Students in Western Carolina University’s computer science and environmental science programs presented their capstone projects at the Appalachian Energy Summit in Boone and returned to WCU with two grand prizes.
WCU students won first place in the research category for the environmental capstone titled “Sustainable Transportation for WCU Commuter Students” and first place in the project category for the computer science capstone titled “Tracking System to Improve Campus Shuttle Sustainability.”
“We cleaned house and it was a proud moment for our students,” said Lauren Bishop, chief sustainability officer at WCU. “This is the second year that we won the top spot and it shows our excellence in undergraduate research.”
Students working on the environmental science capstone project investigated how to improve the sustainability of commuting at WCU. Some of the solutions that the students proposed included implementing a bikeshare program; creating sidewalks, bike lanes and greenways leading from campus to residences; rewarding off-campus shuttle riders for using the service; creating affordable housing for university members; providing free parking to vehicles with three or more people; increasing parking permit prices; and decreasing the number of parking spaces on campus.

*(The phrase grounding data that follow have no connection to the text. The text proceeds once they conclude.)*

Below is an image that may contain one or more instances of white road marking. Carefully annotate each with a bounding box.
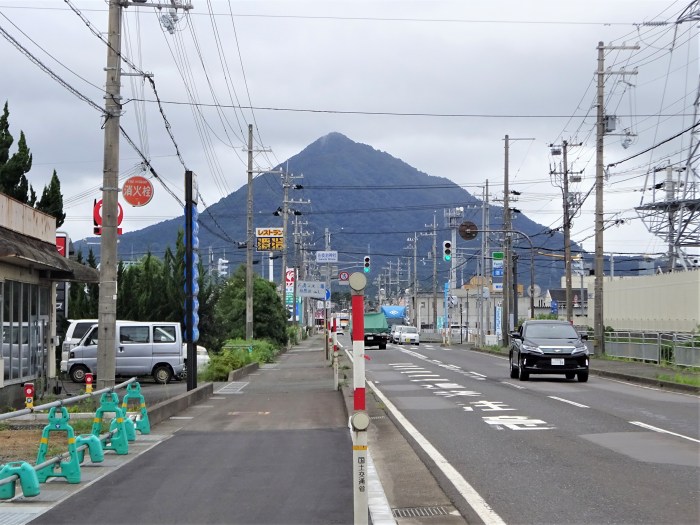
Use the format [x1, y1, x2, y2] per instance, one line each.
[215, 381, 249, 394]
[548, 396, 590, 408]
[368, 380, 506, 525]
[629, 421, 700, 443]
[169, 416, 194, 420]
[501, 381, 526, 389]
[469, 371, 487, 378]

Students working on the computer science capstone project developed multiple tools for students commuting to campus to locate and monitor Cat-Tran shuttles. They created mobile apps for Android and Apple mobile devices as well as a Web application to track shuttles. In addition, they developed software on an Android phone to track how many people get on a shuttle at each stop and a website to keep track of how many people use each shuttle, locate where the shuttle is and update the shuttle routes.
After students presented the projects at WCU’s annual Undergraduate Expo, Bishop encouraged them to submit their work to an AES competition. Bishop, Laura DeWald, director of the environmental science program; Mark Holliday, professor of computer science; and the students worked together to prepare their projects meet the standards for submission to the summit.
Nineteen environmental science students collaborated on the environmental science project. The class worked with Ernie Hudson, chief of WCU Police; David King, an energy management specialist; and Bishop, who helped them acquire some of the data needed for the project, said DeWald. The students who created the environmental science poster are William Wood, Anja Nothdurft and Kirstan Blender, all of whom recently graduated from WCU with bachelor’s degrees in environmental science. Charlie “Julia” Robinson, a rising senior in the environmental science program, represented the poster at AES.
Hayden Thomas, who recently graduated from WCU with a bachelor’s degree in computer science, and Christopher Ward, a senior who is majoring in computer science and environmental science, created the computer science poster and presented it at the summit.
Ward said the project represented a joint effort of the environmental science and computer science programs.
“I collaborated with Laura DeWald, the environmental science capstone professor, and Mark Holliday, the computer science capstone professor, to combine both disciplines, and we incorporated the metrics to improve the sustainability of the campus transit system into a tracking application for commuter students,” said Ward.
Thomas said it was very exciting to win the poster competition.
“We worked very hard throughout the year on the project, so I was very proud to be a part of it. I also graduated in the spring, so I was happy to represent WCU one more time.”
Ward described the feeling of winning as phenomenal.
“The fact that I helped with the other grand prize-winning research project is just icing on the cake,” he said. “I believe this is a true example of how two departments within the university can collaborate on projects which can have lasting results.”
Ward also participated in a summit panel presentation with students from five North Carolina universities who presented the work of the summit’s working groups.
“WCU represented the transportation working group, due to our research of commuter transportation sustainability during the environmental science capstone course,” he said. “During the panel, I had to give a five minute presentation about the research we had conducted and then answer questions from the audience.”